警視庁が東京 新宿区のドラッグストアで万引きをしたとして、20代のベトナム人の男性を、誤って逮捕していたことが分かりました。

警視庁によりますと、8月、新宿区のドラッグストアでおよそ3万円分の医薬品が男に万引きされ、防犯カメラの映像から、この男がその後、店から400メートルほど離れたホテルに入ったことが分かりました。

警視庁は、ホテルの関係者から話を聞くなどしたうえで、今月20日、清掃員として勤務する20代のベトナム人の男性を逮捕しました。

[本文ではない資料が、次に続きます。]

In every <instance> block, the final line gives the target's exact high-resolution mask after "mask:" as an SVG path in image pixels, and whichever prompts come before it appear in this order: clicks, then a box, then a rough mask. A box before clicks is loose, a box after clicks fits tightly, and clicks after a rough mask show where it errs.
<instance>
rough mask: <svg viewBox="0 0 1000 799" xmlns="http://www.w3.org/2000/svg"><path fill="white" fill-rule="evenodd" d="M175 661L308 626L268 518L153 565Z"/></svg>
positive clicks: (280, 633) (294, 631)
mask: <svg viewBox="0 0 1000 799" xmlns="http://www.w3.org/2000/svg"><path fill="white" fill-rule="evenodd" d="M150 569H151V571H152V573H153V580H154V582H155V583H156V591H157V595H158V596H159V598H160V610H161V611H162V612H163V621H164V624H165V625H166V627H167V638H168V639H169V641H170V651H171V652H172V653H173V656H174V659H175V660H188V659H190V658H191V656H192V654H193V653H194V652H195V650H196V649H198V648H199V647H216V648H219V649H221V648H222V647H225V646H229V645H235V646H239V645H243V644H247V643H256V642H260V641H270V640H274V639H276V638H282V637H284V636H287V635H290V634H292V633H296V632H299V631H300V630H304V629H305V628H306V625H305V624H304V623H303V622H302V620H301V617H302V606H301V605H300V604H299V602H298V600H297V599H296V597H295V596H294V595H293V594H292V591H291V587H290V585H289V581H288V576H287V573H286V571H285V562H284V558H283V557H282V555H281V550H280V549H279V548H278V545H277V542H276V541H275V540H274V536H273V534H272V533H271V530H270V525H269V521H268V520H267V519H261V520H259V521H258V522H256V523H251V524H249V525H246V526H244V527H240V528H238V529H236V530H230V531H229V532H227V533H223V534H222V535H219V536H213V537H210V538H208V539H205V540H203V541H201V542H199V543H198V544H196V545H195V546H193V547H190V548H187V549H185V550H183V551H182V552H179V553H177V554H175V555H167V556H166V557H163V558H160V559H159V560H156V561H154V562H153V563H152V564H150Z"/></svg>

しかし、男性が調べに対し、「警察が勘違いをしている」と容疑を否認したため、改めて防犯カメラの映像を確認したところ、同じホテルに勤める別のベトナム人の男に極めて似ていることが分かったということです。

このため警視庁は、逮捕の翌日に男性を釈放し、謝罪したうえで、別のベトナム人の男を24日、窃盗の疑いで逮捕しました。

当時、防犯カメラの映像が男性だと証言したのはホテルの関係者1人だけだったということで、警視庁は裏付け捜査が不十分だったとしたうえで、「今後このような事案がないよう指導を徹底していく」とコメントしています。

警視庁が誤って逮捕したケースは、ことしに入って3件目です。